Expert Tips for a Smoother Authorization Experience
Keep All Documents and Reference Numbers Handy
Every time you call your insurer, you will need the PA reference number and the date of submission. Keep a dedicated file or note on your phone with this essential tracking information.
Maintain Communication Between Doctor and Insurer
Act as the bootstrapper—the person who starts the action. If you haven’t heard anything in three days, call your doctor’s office to check for pending questions, then call the insurer to confirm the office has not missed an important message.
Use Online Dashboards to Track Real-Time Updates
Utilize online portals from UnitedHealthcare, Cigna, or Blue Cross Blue Shield for the best status visibility.
Request Written Confirmation After Each Decision
Whether approved or denied, request a written confirmation of the status and the expiration date of the prior authorization for your records.
Final Thoguts:
Mastering how to check the status of medication prior authorization is about converting passive waiting into proactive management. By knowing which teams to contact, which tools to use, and how to use the appeal system, you ensure the shortest possible timeframe from prescription to pharmacy. Don’t let a clerical error or a slow fax line delay your treatment. Take control of the process today.

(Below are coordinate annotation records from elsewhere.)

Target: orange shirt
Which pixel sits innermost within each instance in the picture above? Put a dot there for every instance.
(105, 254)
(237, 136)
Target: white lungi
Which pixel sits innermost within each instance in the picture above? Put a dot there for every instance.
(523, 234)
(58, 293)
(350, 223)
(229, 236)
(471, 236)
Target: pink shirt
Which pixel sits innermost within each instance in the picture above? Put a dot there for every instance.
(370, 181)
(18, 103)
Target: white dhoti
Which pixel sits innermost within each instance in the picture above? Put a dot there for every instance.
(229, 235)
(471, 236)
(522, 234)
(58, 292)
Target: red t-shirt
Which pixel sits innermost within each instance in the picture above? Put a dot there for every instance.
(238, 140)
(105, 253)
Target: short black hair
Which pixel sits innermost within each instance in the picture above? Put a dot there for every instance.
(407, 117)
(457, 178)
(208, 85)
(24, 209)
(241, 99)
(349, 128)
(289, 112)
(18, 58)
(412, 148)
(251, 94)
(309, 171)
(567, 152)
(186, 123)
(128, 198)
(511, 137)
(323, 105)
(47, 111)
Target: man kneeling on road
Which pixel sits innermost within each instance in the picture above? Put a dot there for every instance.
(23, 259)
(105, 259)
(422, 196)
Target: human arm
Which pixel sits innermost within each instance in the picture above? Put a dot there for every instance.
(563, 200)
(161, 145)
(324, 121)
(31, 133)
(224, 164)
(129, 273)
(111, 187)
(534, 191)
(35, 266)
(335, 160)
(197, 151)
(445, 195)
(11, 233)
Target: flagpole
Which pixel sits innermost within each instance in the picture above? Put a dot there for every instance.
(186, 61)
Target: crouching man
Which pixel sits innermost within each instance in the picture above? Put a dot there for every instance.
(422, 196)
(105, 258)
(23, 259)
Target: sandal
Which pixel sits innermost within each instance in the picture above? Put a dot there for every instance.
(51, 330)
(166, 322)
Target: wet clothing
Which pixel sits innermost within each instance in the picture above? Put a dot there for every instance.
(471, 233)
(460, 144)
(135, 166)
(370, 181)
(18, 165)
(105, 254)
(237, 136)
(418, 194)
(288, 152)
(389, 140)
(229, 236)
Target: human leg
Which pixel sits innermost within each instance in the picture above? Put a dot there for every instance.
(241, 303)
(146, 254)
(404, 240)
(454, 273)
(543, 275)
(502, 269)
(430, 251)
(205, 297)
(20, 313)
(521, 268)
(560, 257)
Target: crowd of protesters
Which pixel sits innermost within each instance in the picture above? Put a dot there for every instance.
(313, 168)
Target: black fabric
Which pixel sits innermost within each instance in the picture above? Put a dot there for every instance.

Frequently Asked Questions:
How do I know if a prior authorization is approved?
Your pharmacy is usually the first to know because the system allows the claim to be processed. Your doctor’s office and the insurance company will also notify you by mail or electronic message.
How long does it take for a request to go through?
Standard requests generally take 1 to 5 business days. Complex cases can take longer, but urgent requests must be processed within 72 hours.
What if my prior authorization is denied?
You have the right to appeal. Work immediately with your doctor’s office to file an internal appeal, often requiring new documentation or a peer-to-peer review.
Can I switch medications instead of waiting?
Yes. If your doctor agrees, switching to an alternative medication that does not require a PA or is already on your formulary can be the fastest way to start treatment.
Why is my prior authorization taking so long?
The most common reasons are incomplete documentation from the doctor’s office or a delay in responding to a follow-up question from the insurer. File an urgent request if time is of the essence.
How can I follow up if I haven’t received a response?
Call the PA Department of your insurance company using the PA reference number and ask for the current status and the specific expected timeframe for the decision.
What are common reasons for delay or rejection?
Delay: Slow response from the provider to an insurer’s question. Rejection: Failure to prove medical necessity or failure to follow step therapy rules.